Born on Solid Ground

Construction began in 1949, and on July 27 of that year, Rear Admiral Wilder D. Baker commissioned the Recruit into the Navy. She was designed with all the standard equipment a sailor would encounter on any destroyer escort: lifelines, accommodation ladders, signal halyards, searchlights, the engine order telegraph, and the helm. Below her decks, six classrooms held recruits learning the procedures they would soon perform on real ships. Adjacent barracks housed sailors between their watches aboard the landlocked vessel. She was a teaching tool of remarkable completeness, a ship in every meaningful way except the one that seems most essential.

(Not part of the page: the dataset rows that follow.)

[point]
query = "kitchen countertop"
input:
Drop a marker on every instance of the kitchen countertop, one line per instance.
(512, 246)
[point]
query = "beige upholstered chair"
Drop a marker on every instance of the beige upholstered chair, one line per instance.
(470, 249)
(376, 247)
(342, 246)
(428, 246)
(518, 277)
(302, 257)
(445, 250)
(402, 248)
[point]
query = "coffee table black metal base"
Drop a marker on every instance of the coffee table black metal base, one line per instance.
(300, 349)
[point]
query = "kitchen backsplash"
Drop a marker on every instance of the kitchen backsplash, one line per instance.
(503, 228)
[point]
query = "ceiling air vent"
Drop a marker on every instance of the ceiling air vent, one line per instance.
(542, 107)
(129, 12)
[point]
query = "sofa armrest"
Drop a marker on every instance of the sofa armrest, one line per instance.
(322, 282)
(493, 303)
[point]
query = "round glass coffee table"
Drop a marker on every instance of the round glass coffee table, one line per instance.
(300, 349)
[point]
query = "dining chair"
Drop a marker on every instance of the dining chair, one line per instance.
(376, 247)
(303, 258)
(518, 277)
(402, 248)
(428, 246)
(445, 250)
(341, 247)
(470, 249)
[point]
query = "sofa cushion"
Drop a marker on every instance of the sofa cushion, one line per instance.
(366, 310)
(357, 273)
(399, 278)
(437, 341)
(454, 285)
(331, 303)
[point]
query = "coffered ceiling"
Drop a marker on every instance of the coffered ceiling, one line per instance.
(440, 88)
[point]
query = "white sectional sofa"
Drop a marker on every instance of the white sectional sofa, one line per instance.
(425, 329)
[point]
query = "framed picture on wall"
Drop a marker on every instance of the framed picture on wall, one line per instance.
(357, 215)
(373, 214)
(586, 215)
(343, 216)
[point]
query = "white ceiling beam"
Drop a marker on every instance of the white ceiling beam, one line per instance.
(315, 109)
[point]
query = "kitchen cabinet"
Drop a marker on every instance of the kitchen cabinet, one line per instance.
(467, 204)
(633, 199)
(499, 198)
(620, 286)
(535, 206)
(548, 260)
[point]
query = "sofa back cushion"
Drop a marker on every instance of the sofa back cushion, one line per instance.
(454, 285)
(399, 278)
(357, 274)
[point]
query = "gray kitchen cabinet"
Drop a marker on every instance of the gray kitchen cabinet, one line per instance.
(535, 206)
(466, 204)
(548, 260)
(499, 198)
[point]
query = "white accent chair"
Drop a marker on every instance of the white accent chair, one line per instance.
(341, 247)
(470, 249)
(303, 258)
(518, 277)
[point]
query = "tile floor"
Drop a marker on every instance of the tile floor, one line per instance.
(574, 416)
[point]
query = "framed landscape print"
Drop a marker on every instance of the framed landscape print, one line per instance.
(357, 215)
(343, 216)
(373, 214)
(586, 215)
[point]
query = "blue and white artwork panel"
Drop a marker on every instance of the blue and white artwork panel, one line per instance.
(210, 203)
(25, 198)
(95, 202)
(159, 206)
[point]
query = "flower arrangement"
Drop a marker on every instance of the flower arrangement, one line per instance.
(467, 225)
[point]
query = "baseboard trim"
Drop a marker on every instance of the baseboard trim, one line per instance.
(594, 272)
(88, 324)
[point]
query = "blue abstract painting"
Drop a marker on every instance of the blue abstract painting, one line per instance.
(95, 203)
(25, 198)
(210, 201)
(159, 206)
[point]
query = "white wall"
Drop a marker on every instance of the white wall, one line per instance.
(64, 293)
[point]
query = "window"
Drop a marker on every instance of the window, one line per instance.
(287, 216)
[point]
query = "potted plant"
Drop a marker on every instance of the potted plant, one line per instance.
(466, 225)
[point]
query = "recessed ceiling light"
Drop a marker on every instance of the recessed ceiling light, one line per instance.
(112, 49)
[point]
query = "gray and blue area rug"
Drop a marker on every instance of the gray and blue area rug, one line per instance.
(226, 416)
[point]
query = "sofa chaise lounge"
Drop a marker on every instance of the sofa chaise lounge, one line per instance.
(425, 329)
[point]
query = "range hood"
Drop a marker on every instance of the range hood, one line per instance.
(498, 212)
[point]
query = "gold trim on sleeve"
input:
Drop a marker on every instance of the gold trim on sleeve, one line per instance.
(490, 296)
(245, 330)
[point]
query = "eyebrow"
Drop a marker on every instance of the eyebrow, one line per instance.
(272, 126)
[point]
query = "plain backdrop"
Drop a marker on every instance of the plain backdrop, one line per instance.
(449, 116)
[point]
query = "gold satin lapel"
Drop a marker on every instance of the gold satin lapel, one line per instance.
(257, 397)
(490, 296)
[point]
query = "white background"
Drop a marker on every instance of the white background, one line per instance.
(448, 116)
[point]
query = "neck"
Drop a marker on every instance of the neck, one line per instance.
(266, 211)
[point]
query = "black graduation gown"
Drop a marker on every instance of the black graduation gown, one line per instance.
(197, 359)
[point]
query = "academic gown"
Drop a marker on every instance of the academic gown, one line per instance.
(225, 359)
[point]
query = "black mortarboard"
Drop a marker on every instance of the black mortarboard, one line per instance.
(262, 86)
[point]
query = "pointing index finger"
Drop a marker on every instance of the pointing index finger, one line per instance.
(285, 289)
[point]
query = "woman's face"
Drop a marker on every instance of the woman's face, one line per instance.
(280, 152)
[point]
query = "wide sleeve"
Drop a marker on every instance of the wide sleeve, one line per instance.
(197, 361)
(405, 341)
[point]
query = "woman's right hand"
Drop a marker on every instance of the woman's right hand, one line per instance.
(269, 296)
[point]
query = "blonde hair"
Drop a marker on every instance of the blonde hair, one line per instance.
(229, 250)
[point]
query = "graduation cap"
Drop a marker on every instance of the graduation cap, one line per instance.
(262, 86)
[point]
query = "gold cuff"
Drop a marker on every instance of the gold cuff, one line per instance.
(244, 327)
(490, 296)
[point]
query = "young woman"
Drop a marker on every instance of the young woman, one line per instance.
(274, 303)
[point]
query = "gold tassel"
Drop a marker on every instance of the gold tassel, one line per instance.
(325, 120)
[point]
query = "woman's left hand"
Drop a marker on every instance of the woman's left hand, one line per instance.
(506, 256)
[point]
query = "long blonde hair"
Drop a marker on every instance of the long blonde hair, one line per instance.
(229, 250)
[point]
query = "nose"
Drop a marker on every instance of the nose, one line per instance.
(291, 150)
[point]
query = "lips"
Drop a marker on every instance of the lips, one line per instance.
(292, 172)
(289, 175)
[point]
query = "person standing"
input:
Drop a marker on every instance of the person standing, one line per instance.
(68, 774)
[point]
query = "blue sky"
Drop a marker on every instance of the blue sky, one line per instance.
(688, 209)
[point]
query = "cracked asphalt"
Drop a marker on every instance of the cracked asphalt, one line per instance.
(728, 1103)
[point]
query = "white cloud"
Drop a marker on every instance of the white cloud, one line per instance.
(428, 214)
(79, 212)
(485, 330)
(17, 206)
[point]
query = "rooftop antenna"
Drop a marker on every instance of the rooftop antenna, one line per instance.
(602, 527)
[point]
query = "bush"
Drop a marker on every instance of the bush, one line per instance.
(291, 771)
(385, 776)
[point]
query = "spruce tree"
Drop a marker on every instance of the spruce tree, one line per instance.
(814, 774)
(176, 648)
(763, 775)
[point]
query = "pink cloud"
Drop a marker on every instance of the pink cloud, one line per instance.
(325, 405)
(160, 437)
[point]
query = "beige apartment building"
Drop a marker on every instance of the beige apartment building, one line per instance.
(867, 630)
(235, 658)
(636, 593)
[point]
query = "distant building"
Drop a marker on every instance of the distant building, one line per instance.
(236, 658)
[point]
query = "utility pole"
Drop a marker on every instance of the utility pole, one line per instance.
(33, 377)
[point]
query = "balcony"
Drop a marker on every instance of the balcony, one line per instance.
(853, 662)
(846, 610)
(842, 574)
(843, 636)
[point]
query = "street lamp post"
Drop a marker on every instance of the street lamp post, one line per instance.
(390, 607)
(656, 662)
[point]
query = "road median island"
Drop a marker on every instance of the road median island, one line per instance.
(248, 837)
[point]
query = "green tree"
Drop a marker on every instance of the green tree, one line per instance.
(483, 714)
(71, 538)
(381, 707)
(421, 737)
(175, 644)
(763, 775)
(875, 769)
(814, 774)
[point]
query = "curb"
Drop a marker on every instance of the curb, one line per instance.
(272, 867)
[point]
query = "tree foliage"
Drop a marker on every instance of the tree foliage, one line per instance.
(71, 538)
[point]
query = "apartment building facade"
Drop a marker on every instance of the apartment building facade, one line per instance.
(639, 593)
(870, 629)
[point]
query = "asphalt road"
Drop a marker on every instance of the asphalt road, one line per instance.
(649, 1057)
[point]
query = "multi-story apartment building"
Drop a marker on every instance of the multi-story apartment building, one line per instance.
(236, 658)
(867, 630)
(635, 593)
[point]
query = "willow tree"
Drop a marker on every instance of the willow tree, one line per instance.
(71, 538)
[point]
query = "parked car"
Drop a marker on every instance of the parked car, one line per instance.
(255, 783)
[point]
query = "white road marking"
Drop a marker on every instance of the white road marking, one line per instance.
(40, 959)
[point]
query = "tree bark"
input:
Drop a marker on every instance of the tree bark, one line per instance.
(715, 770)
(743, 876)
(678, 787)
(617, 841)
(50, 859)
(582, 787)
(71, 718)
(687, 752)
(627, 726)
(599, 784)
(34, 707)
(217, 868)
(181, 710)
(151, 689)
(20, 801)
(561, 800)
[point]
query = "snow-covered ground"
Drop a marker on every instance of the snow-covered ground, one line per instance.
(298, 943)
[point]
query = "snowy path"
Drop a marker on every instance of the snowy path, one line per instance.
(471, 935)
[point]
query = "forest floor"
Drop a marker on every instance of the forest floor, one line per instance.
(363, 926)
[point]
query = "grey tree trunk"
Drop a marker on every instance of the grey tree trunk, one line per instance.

The Decommissioning Paradox

In March 1967, the Recruit was decommissioned for the strangest of reasons: the Navy's new computerized registry system could not classify her. She fit no category the computers understood. For 15 years she sat unused until 1982, when she was reconditioned and refurbished to resemble an Oliver Hazard Perry-class frigate. The upgrade extended her length, and she was recommissioned, returning to training duty under her new designation TFFG-1. The Navy had solved its bureaucratic puzzle by simply reclassifying her, proving that even in the computer age, a good training ship was worth the paperwork.

A Base Closes, A Ship Remains

When Naval Training Center San Diego closed its gates, the Recruit stayed behind. She could not sail away, after all. The former training center transformed into Liberty Station, a mixed-use development, but the ship remained a fixture, included in the Naval Training Center's 2001 listing on the National Register of Historic Places. In 2004, she earned recognition as a California Historical Landmark. While her sister landlocked ships at training centers in Maryland and Florida were dismantled when those bases closed, the Recruit survived, making her one of only two surviving examples of the Navy's unique 'landships.'

From Decay to Display

For nearly two decades after the base closure, the Recruit sat empty, her paint fading and her future uncertain. Hope arrived in 2014 when the USS Midway Museum partnered with local groups, including the San Diego chapter of E Clampus Vitus, to refurbish the aging vessel. The longtime dream of making her a museum ship finally took shape in 2018 as plans developed to commemorate the training center's hundredth anniversary in 2023. The Seligman Group, known for restoring properties like the Watergate Office Building, acquired and restored the ship inside and out.

Open for Duty

In June 2023, the Recruit opened to the public as a museum ship. Interior exhibits feature historical photographs and recorded commentary from past service members who trained aboard her decks. Visitors can now walk the same spaces where generations of recruits learned to be sailors. The ship even earned a moment of pop culture fame, appearing in the opening credits of the 1976 television sitcom CPO Sharkey. Today she stands at Liberty Station as a monument to an unconventional approach to naval training, a ship that proved you do not need to sail to teach sailors what it means to serve at sea.

From the Air

Located at Liberty Station in Point Loma, San Diego (32.728N, 117.216W). The Recruit's frigate profile is visible in the developed area of the former Naval Training Center, now surrounded by commercial and residential buildings. Best viewed at 1,000-1,500 feet approaching from the bay side. Nearby airports include San Diego International (KSAN, 2nm east) and North Island NAS (KNZY, 2nm south). The ship sits inland from the bay, contrasting with the waterfront location of the USS Midway.